We’ve all been in the car when the person in front of you holds up the entire line of traffic because they’re too busy with their phone instead of paying attention to the red light. Seems pretty harmless, right? Wrong. What’s at stake isn’t a missed green light, but rather the thousands of lives lost every year because people can’t put down the phone.
Distracted driving accidents and deaths are staggering. It’s the leading cause of death among teens (16-19 year olds), and a root cause of the rise in pedestrian deaths (up by 19% since 2009). The average driver is 23 times more likely to be in a crash while texting and driving, and 12 times more likely if dialing from a phone.
Many choose to engage in risky behavior while driving. We are distracted while driving, which in truth is anything that diverts our attention from the primary task of navigating a vehicle. That is anything that visually, manually or cognitively distracts.
Simply put, distracted driving is any one combination, or all three of these:
Visual distraction – Taking your eyes off the road.
Manual distraction – Taking your hands off the wheel.
Cognitive distraction – Taking your mind off driving.
Distractions most often include things like using a cell phone or texting, but also eating, taking selfies, brushing your teeth, using in-car GPS, shaving, putting on makeup etc. Believe it or not, people report doing this. While any of these distractions can endanger the driver and others, phone use is the most common and worst offender because it combines all three types of distraction.
Here’s the truth – more than 30% of drivers admit to reading a text or email while driving. Nearly a third of drivers said they typed a message while driving. 75% of people say they’ve seen others using their phone while passing them. Yet 80.6% of drivers overall say it’s a completely unacceptable behavior.
It’s so unacceptable, in fact, that text messaging is banned for all drivers in 46 states and the District of Columbia. Because the reality is that texting (writing or reading) takes your eyes off the road for an average of 4.6 seconds, which at 55 MPH is like driving the length of a football field – BLINDFOLDED!

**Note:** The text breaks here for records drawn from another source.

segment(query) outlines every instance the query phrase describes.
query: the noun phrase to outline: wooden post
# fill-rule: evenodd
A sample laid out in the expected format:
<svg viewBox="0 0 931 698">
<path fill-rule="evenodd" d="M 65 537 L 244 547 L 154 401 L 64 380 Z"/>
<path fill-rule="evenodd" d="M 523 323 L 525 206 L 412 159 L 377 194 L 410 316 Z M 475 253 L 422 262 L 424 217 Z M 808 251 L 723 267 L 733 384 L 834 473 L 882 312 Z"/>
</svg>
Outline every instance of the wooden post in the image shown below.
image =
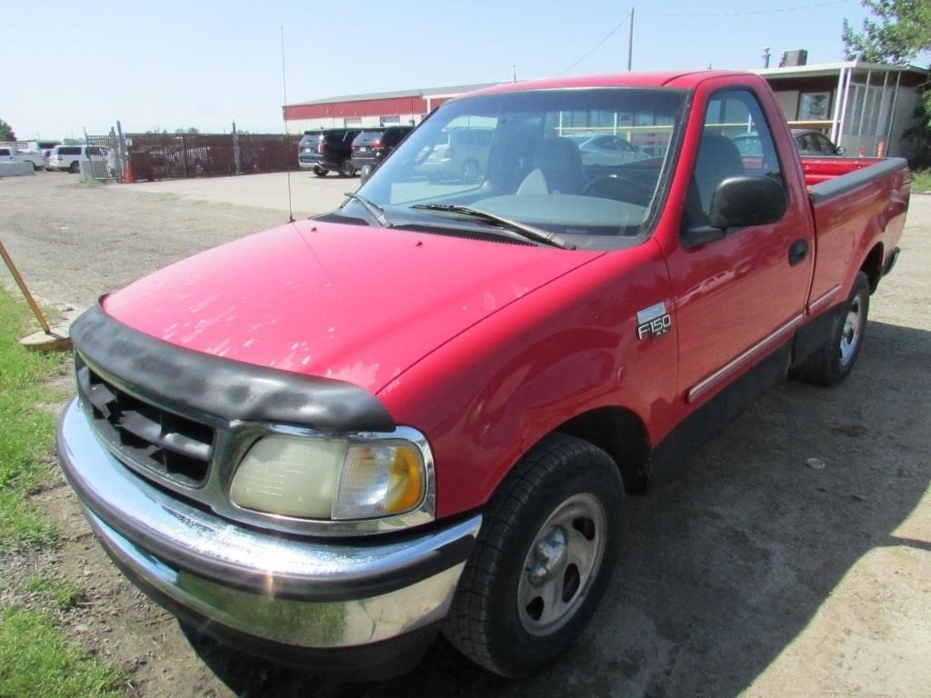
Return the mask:
<svg viewBox="0 0 931 698">
<path fill-rule="evenodd" d="M 3 256 L 3 261 L 7 262 L 7 268 L 9 269 L 9 273 L 13 275 L 13 278 L 16 280 L 17 286 L 20 287 L 20 290 L 22 291 L 22 295 L 26 298 L 26 302 L 29 303 L 29 307 L 33 309 L 33 315 L 35 315 L 35 319 L 39 321 L 39 325 L 45 330 L 46 334 L 51 334 L 52 329 L 48 327 L 48 322 L 46 320 L 46 316 L 42 315 L 42 310 L 39 309 L 38 303 L 35 302 L 35 299 L 33 298 L 33 294 L 29 292 L 29 289 L 26 288 L 26 282 L 22 280 L 22 276 L 20 275 L 20 271 L 16 268 L 16 264 L 13 263 L 13 258 L 9 256 L 7 251 L 7 248 L 4 247 L 3 241 L 0 241 L 0 255 Z"/>
</svg>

Drivers have the illusion (definition: something that is likely to be wrongly perceived or interpreted by the senses) of being in control. We believe that doing it just once won’t hurt. And as a society we’ve accepted multitasking without question. Virtually all of us spend part or most of our day either rapidly switching from one task to another or juggling two or more things at the same time. While multitasking may seem to be saving time, psychologists, neuroscientists and others are finding that it can put us under a great deal of stress and actually make us less efficient.
Studies show that you can handle two things at a time when one of those things is routine (as compared to something that requires real concentration – i.e. walking vs driving). And further evidence suggests that mastering a single activity (like driving) to the point it becomes automatic is unlikely to make you better at multitasking.
Unsafe driving behaviors set a precedent for our young drivers who have neither the experience nor precision to calculate such risk. Teen drivers are actually the most at risk driving demographic due to distracted driving. They are three times more likely to be involved in a fatal crash and that number is only rising.
What can we do? Distracted driving is completely preventable, but it requires that we change our behavior. We need to put the phones down (out of reach, turn off the ringer etc). Not be enticed by the momentary need to respond or solicit a response, because it can wait. And the truth is you are not in control if you aren’t focused on the task at hand, which is “driving.”